= Joni and Gina's Wedding =

Joni and Gina's Wedding is a 2002 American interactive dinner theater comedy, conceived by Marianne Basford and written by Ann Lippert and Marianne Basford, under the production company Hilarity Ensues. It was originally produced by Basford and directed by Lippert. Audience members are "wedding guests" who mingle with actors posing as members of an eclectic wedding party.

The show opened on June 29, 2002, at the Oxwood Inn in Van Nuys, California, and subsequent productions have had successful runs at venues such as the Palms, the Hollywood Improv, the legendary El Cid and Oil Can Harry's. Celebrities such as Hannah Waddingham, Alison Arngrim from Little House on the Prairie and comedian/activist Robin Tyler have appeared in productions. A portion of the proceeds was donated to the Equality Campaign, which helped to fight against U.S. constitutional amendments that discriminate against same-sex marriage.

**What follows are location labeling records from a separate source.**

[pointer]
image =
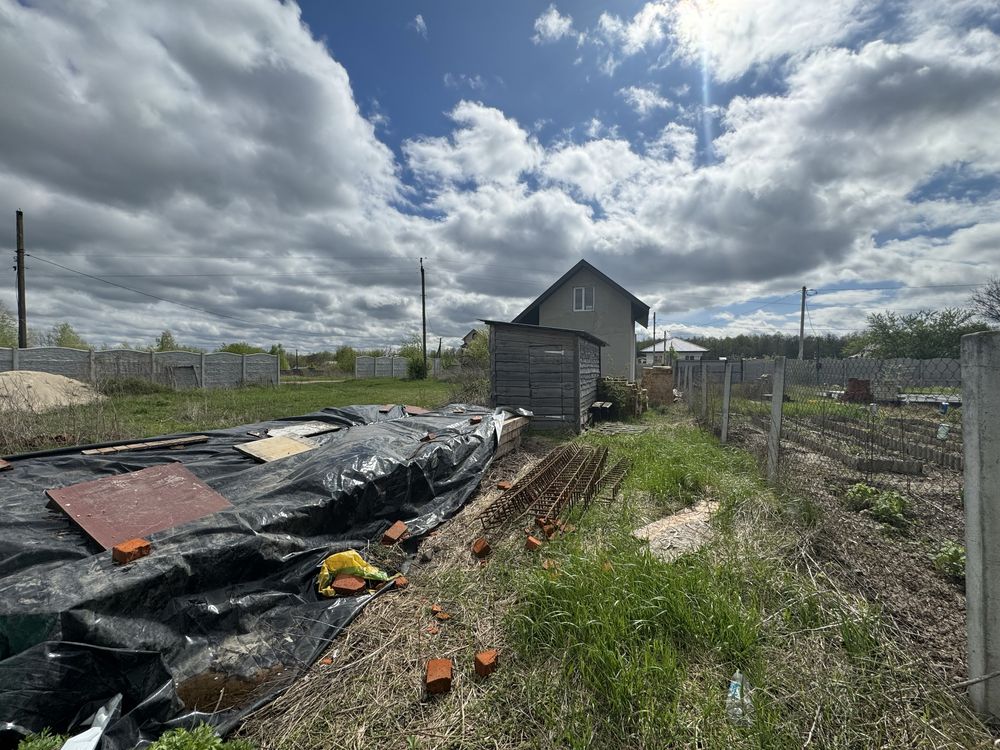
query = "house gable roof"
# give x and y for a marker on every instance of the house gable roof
(679, 345)
(640, 310)
(582, 334)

In 2004, Joni and Gina's Wedding won the Curve magazine Theater Award for being a positive presence in lesbian theater.

==Plot==
An all-American military family joins an overbearing Jewish family as they attend their gay daughters' wedding and wild reception. The party begins as wedding guests arrive and mingle at the bar area where appetizers and cocktails are served. Family members also mingle and greet patrons who are soon escorted into the "church" for the "almost holy" union of the two young lovers: Joni Gottlieb, a Jewish sports enthusiast, and Gina Spaulding, the independent daughter of a rigid military family. After dinner, the wedding cake and champagne are served, and the real fun begins. Guests participate in a not-so-traditional bouquet toss, learn to line dance, dance the Hora, and have many surprises. The three-ring circus ends as everyone participates in a sing-along finale.